7 Replies to “Anime World Order Show # 207 – Interview With Jim Kaposztas, Creator of the First AMV”

  1. I always love listening to how the anime world was before the Internet and big industry cons could take our money. It was a great experience, especially on the US or UK side (like the previous interview episode from last year). Back in Mexico, there were a lot of “Chinese cartoons” (like my grandpa used to call them) or Dragon Ball wannabes. Coming from Mexico, it was completely different growing up having Mazinger Z, Saint Seiya, Ranma 1/2, Heidi Girl of the Alps and what not in local TV and syndication. That was my childhood, and especially having them UNCENSORED gave me a different approach to the anime world when I came to the US 20 or some years ago and started doing conventions in 2011. I always like listening to the ways the conventions were like back in the prehistoric days of our grand dinosaur lords of the 80’s and 90’s. Thanks guys for another great episode. [If we’re the dinosaur lords being from the 80’s and 90’s, then what does that make Jim being from the 60s and 70s? Granted, this comment was posted within minutes of the episode going live such that one couldn’t listen to it by now even at 2x speed, but we know it’s great so we’ll take the compliment! –Daryl]

  2. If the dinosaur lords are from the 80s, then I think Jim’s generation must be some kind of Cambrian era critter, like trilobites or anomalocaris.

  3. I wish he went into how the HELL did he make cuts on interlaced content. [I presume content being interlaced was of no concern in an era of CRT-only displays, before computers could play video. –Daryl]
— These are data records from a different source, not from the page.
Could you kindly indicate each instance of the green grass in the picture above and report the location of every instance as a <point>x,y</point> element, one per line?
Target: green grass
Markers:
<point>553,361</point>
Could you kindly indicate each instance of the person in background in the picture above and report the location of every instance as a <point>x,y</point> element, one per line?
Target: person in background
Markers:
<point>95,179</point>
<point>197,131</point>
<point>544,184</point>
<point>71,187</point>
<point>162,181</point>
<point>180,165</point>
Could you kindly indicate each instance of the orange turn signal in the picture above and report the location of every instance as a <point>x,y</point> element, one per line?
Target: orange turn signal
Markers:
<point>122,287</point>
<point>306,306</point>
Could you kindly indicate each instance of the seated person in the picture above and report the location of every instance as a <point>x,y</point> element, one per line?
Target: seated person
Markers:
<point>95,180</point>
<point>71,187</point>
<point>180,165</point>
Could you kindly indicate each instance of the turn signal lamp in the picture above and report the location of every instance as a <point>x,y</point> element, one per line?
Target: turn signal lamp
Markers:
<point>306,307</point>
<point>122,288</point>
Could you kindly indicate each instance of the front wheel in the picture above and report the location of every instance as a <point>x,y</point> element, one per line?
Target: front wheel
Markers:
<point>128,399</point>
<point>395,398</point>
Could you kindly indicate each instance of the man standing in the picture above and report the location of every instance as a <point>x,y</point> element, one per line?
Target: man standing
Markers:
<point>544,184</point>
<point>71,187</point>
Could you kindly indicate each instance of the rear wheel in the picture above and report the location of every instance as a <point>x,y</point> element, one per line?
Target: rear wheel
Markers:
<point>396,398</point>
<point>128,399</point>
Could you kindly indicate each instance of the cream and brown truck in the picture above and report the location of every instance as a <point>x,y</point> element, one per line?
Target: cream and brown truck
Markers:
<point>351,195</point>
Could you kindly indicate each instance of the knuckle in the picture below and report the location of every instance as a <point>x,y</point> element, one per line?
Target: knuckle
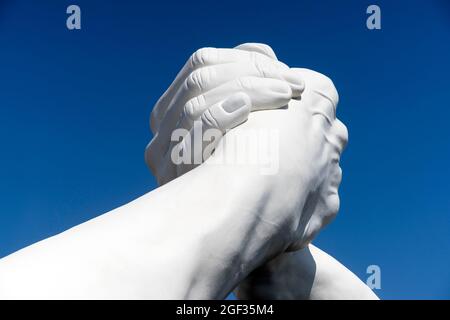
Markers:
<point>193,107</point>
<point>245,83</point>
<point>202,57</point>
<point>209,120</point>
<point>341,132</point>
<point>198,79</point>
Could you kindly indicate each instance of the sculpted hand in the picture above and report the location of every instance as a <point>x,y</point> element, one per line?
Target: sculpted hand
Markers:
<point>309,135</point>
<point>216,89</point>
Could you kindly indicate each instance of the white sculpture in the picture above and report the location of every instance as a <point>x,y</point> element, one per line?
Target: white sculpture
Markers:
<point>202,234</point>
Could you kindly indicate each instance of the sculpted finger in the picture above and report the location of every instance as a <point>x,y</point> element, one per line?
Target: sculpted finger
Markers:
<point>206,133</point>
<point>258,47</point>
<point>264,93</point>
<point>201,58</point>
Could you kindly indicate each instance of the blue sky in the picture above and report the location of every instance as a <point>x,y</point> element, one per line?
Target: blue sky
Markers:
<point>74,109</point>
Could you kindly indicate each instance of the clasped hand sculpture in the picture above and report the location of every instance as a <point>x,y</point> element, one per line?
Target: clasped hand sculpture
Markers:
<point>209,227</point>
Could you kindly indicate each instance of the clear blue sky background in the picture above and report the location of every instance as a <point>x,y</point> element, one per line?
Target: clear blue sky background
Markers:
<point>74,109</point>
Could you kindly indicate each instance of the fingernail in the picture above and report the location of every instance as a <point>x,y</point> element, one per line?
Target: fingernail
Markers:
<point>236,102</point>
<point>295,81</point>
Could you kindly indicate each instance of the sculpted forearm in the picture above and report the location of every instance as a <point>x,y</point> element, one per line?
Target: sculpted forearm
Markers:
<point>308,274</point>
<point>168,244</point>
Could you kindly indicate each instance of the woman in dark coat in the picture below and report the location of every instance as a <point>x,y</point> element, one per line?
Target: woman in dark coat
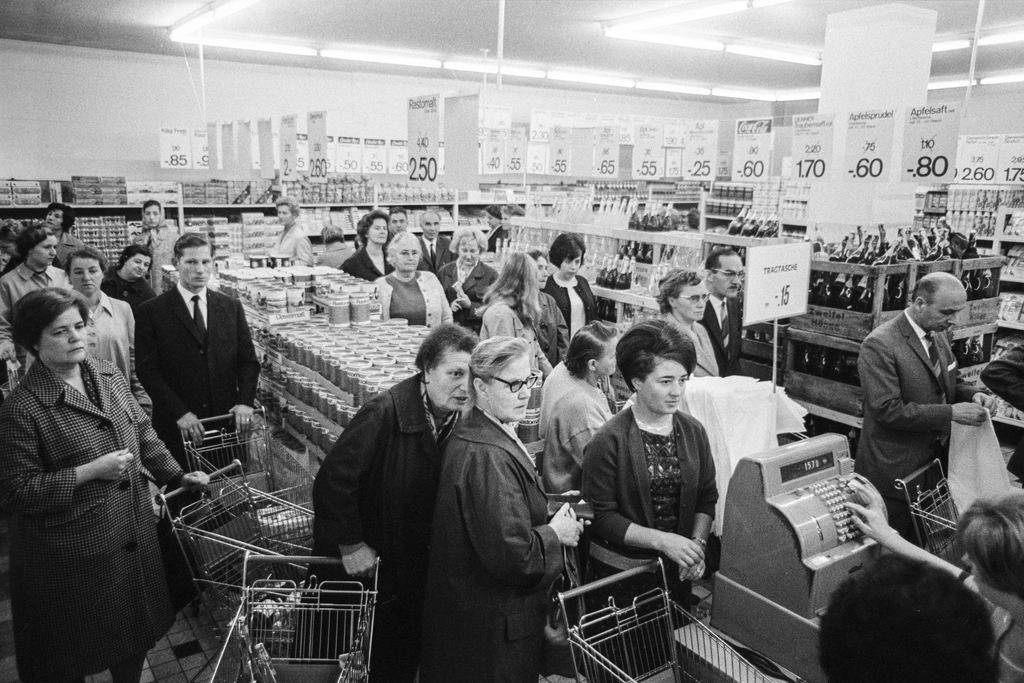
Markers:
<point>494,555</point>
<point>649,471</point>
<point>88,589</point>
<point>467,280</point>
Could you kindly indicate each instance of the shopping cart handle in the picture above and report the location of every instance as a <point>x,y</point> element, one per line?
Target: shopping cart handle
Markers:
<point>235,464</point>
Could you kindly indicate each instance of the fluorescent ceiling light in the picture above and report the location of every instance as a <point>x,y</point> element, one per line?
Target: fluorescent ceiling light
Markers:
<point>382,58</point>
<point>237,44</point>
<point>673,87</point>
<point>743,94</point>
<point>1003,38</point>
<point>1006,78</point>
<point>772,53</point>
<point>947,45</point>
<point>492,68</point>
<point>590,79</point>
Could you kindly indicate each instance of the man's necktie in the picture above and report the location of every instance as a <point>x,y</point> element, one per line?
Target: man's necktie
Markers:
<point>198,317</point>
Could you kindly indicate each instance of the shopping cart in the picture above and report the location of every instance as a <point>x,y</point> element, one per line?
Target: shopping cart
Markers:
<point>932,506</point>
<point>652,639</point>
<point>292,628</point>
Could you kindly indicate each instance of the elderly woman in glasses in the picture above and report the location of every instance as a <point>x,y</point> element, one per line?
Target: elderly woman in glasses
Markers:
<point>682,297</point>
<point>494,551</point>
<point>414,295</point>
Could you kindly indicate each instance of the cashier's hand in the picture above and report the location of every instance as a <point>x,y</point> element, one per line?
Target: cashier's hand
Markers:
<point>969,414</point>
<point>243,417</point>
<point>360,561</point>
<point>682,551</point>
<point>192,428</point>
<point>985,400</point>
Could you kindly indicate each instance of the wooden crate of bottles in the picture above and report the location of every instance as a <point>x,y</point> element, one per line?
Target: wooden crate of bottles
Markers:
<point>822,370</point>
<point>851,299</point>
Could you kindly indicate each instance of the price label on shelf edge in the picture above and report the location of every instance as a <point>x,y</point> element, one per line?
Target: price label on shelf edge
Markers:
<point>930,134</point>
<point>1010,168</point>
<point>868,145</point>
<point>977,157</point>
<point>175,147</point>
<point>752,150</point>
<point>812,146</point>
<point>777,282</point>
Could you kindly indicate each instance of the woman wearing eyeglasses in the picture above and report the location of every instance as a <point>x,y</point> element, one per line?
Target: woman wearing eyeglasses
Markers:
<point>414,295</point>
<point>683,296</point>
<point>494,552</point>
<point>649,471</point>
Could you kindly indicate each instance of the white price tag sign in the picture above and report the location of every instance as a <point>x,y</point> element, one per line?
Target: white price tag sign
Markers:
<point>397,158</point>
<point>374,156</point>
<point>812,146</point>
<point>348,158</point>
<point>175,147</point>
<point>289,147</point>
<point>560,156</point>
<point>1011,166</point>
<point>318,164</point>
<point>648,156</point>
<point>424,138</point>
<point>699,150</point>
<point>977,157</point>
<point>752,150</point>
<point>777,282</point>
<point>930,135</point>
<point>868,144</point>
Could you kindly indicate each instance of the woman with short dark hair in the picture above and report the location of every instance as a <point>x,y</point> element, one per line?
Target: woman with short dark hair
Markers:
<point>88,588</point>
<point>649,471</point>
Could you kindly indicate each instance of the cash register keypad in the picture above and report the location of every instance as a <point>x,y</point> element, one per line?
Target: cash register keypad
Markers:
<point>834,493</point>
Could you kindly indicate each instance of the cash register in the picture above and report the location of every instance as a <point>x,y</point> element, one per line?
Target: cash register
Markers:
<point>787,542</point>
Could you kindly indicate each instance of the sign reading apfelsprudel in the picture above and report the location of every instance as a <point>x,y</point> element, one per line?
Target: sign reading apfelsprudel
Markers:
<point>930,135</point>
<point>777,282</point>
<point>752,150</point>
<point>868,145</point>
<point>424,135</point>
<point>812,146</point>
    1. Essentially correct. I haven’t gotten through the whole episode yet, but I have gotten to the part where he talked about laying down control track. As long as the control track on the tape was clean and uninterrupted, editing the video track to cut between different clips wasn’t a big issue. (I did a little bit of video editing back in the day myself, and took a video editing seminar while in grad school for the student television channel, mainly so that I could get access to their editing bay using U-Matic and Digital8 video and Video Toaster to cut together the only 3 AMVs I ever made, back in the very early 90s.) Everything was analog — even running through a computer (such as the Amiga running video Toaster) only served to superimpose a computer-generated analog signal into the video input from the deck. (This is a similar principle to the Amiga and genlock device, which we and many other groups used to produce the early VHS tape based anime fansubs back in the day.)

    2. Hi,
      The edits were done with an edit capable VCR, using a “flying erase head”, which would lead to a phenomenon someone called “rainbowing” at the edit point. The Videos were edited between 2 machines, way before Computers became commonplace…

  4. Regarding editing interlaced footage on CRT displays, and I promise this is the last time I bother you with this, what I fail to understand is dealing with the interlaced standard of “odd>even>odd>even>odd>even……..” If I cut the video improperly, and end up with 2 even or 2 odd fields right next to each other, how will THAT work??

  5. Really great episode…..I wish a version of this had been a panel at SakuraCon 2022….I did enjoy the AMV content I made time for at SakuraCon, to be sure, but I was hoping for more historical & technical discussion like this with audio-visual examples. I’m very sad my favorite local con, Oni-Con (Galveston, TX) dropped their AMV Contest, which was sponsored and managed by a cable access show out of San Antonio, Texas. The AMV contest at Delta H Con (Houston, TX) is small but fun. I think the most fun I’ve ever had experiencing AMVs was Otakon 2021 last year….which led me to discover the anime series Lovely Complex, as one of the entrants used visuals from that show. The AMV Contest for Anime NYC 2021 was pretty good but there were some repeat entrants I remembered from Otakon 2021….not that I minded, necessarily…they were some of the best ones. I think I have great ideas for AMVs but ZERO skill at actually putting one together & editing it, LOL. Just glad that others still produce them and hope these remain a staple of anime conventions for years to come.